We end with high drama when a majorly depressed pregnant woman goes to the roof of Yeon-woo’s hospital, prepared to jump. We’ve met this woman throughout the episodes, first when Kang-hoon comes to her rescue at her home (it’s not her first suicide attempt). And then when Yeon-woo is faced with telling her that her baby has problems and likely will not live long after birth. She has to make a decision about what to do, but the baby is the only thing that makes her want to save her own life.
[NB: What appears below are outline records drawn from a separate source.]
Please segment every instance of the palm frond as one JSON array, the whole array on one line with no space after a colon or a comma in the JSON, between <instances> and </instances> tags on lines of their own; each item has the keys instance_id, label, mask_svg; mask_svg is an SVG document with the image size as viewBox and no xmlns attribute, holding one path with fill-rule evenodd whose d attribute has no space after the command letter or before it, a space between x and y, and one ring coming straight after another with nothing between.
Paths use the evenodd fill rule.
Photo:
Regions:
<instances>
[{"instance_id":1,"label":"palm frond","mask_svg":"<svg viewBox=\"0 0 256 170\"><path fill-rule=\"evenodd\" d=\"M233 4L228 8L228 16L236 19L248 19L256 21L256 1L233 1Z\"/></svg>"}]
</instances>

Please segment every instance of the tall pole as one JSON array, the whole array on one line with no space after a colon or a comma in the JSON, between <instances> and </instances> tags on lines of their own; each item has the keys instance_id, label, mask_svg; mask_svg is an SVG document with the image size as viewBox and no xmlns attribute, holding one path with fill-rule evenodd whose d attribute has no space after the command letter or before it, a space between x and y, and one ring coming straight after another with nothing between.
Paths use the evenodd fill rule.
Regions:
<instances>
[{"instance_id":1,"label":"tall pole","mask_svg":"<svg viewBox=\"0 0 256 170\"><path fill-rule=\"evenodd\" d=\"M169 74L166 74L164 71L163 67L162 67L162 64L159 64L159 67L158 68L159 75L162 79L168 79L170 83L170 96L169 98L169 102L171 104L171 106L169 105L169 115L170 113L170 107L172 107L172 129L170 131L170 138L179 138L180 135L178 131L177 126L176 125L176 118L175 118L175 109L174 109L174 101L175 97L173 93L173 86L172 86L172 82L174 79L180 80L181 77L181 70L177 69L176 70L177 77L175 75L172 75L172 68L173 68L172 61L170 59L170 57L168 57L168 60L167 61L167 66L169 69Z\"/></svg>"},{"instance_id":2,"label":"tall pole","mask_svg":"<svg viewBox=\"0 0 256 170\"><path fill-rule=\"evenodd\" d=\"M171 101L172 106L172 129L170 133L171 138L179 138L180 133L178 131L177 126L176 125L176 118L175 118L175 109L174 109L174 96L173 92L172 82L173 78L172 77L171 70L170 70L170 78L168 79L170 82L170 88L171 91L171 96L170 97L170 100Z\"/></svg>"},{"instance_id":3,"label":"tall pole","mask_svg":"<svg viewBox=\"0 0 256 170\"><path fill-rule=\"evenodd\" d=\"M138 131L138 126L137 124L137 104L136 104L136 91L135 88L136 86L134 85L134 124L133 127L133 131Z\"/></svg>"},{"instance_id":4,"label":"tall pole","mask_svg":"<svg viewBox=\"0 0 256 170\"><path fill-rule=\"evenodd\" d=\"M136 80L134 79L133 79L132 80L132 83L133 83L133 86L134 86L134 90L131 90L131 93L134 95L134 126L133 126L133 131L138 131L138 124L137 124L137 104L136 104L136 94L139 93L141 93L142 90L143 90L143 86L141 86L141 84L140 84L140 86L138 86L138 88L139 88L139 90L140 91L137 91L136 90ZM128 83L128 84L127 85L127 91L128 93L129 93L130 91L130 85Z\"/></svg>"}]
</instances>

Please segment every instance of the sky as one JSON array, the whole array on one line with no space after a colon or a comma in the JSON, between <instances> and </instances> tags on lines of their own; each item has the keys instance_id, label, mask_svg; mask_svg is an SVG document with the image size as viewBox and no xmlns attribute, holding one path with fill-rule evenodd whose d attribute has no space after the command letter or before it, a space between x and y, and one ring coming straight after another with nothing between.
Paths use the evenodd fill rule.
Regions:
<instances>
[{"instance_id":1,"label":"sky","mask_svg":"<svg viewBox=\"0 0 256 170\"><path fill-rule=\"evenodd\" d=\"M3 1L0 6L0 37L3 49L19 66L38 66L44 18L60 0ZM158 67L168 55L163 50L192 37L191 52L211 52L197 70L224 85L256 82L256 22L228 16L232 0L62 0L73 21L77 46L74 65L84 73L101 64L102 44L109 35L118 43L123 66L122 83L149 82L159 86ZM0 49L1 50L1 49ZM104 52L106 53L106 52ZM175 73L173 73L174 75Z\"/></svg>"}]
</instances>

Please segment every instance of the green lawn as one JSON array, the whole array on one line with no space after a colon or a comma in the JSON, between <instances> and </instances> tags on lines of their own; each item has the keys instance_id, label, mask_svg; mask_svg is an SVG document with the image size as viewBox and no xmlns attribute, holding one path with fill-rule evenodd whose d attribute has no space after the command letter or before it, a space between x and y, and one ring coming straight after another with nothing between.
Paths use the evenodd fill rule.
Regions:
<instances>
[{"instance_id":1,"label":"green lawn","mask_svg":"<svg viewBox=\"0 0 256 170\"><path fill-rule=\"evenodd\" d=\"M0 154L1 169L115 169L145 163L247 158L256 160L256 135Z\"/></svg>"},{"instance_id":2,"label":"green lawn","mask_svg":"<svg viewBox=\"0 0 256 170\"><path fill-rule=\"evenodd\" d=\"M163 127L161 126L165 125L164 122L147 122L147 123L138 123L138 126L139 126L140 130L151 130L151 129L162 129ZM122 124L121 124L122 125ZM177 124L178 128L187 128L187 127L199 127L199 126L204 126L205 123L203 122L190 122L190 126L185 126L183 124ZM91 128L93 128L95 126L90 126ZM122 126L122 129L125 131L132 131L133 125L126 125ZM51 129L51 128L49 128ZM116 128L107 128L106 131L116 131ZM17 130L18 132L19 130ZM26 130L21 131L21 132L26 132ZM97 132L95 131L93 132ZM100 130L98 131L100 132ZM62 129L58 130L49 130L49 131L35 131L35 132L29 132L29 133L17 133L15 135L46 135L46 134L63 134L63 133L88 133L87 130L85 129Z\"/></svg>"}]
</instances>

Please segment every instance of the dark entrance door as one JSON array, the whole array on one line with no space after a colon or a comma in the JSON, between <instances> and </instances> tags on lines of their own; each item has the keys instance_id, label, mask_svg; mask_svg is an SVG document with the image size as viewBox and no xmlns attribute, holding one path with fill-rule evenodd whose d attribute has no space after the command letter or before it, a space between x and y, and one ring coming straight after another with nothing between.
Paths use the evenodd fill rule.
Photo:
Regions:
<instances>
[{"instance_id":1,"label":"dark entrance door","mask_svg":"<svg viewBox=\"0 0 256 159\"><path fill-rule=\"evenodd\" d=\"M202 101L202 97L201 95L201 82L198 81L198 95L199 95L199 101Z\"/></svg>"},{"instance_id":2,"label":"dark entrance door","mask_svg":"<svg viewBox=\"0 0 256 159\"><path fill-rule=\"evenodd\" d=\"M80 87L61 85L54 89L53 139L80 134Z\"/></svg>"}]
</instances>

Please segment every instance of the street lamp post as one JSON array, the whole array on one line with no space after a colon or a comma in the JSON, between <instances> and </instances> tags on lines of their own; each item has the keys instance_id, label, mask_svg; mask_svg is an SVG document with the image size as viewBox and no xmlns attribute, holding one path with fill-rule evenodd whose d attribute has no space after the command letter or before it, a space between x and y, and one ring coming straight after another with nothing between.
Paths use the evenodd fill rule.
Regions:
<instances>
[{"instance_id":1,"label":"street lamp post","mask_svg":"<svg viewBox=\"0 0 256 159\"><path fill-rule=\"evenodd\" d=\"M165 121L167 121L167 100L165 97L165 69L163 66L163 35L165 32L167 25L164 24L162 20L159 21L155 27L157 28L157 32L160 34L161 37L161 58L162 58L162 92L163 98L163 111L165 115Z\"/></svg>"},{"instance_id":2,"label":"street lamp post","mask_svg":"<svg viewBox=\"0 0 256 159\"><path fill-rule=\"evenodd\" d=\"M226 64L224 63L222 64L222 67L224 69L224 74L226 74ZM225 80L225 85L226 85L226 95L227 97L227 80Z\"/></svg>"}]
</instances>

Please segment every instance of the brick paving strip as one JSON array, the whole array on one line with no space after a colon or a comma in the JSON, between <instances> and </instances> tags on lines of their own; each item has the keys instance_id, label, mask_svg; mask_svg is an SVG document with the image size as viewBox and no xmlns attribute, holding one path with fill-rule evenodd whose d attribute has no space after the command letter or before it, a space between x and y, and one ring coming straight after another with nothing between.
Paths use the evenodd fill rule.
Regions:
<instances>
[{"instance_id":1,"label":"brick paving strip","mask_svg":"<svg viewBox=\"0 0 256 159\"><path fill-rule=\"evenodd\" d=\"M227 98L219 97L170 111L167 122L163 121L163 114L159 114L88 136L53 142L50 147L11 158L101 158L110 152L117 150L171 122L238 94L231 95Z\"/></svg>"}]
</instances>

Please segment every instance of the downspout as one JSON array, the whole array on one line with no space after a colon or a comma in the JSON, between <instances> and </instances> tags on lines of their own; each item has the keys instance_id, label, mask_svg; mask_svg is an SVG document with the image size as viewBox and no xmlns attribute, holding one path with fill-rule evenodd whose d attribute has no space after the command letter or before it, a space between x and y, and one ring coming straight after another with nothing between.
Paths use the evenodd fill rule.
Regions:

As our doc, firefighter, and geneticist gather around and try to stop a calamity, So-jin goes out onto the ledge with the pregnant woman to try to talk her down. When the woman can’t be convinced and starts to jump, So-jin flings her back onto the roof — but So-jin goes over the edge instead. Yeon-woo grabs ahold of her and they both fall, wrapped in an embrace, toward the inflated mat that the firefighters have set out to save them.
And that’s our premiere week. If this is giving you nostalgia for an earlier era, you’re not alone. It’s hokey and hopped up on nonsense, with a just-dumped heroine whose looks and life are a little messy. If it weren’t for the polyamory, I’d think this was a decade old.
I was surprised, though, for something that seemed so campy and lightweight, there were some really dark moments. I’m not one to issue trigger warnings, but in this case, the woman with severe depression, and the circumstances surrounding her baby, struck me as something you might need to be in the right headspace for. And — going into a drama like this one — I was not!
The thing that makes me most curious, and also worried, is the discourse on polyamory. The show is clearly trying to define it for an audience that may not be familiar with it, but the definitions given so far have been loose, and I worry it might do more harm than good. For example, when one character asks, “What makes it different than cheating?” Mi-eun responds, “Are you afraid that you can’t be your partner’s exclusive lover?” Uh, that’s not an answer. She never mentions the consensual nature of polyamory — where all parties involved are aware and agree to it (which is really the point, isn’t it?).
But I’m really curious to see how this will bump up against our story about fated love. Our heroine believes in an OTP, while our hero serial dates — but does not overlap — his girlfriends. That is, he’s a monogamist too. Where does this leave our second female lead? Will she just be off to the side, bristling against the idea of an OTP? Or will she actually have an effect on the story? At one point, we hear this line: “Whether it’s love or art, you have to find a distance you can enjoy it from.” Something tells me I’ll be enjoying this drama from a little bit further back in the stands than I’m used to. But that just means I’m finding my comfort zone.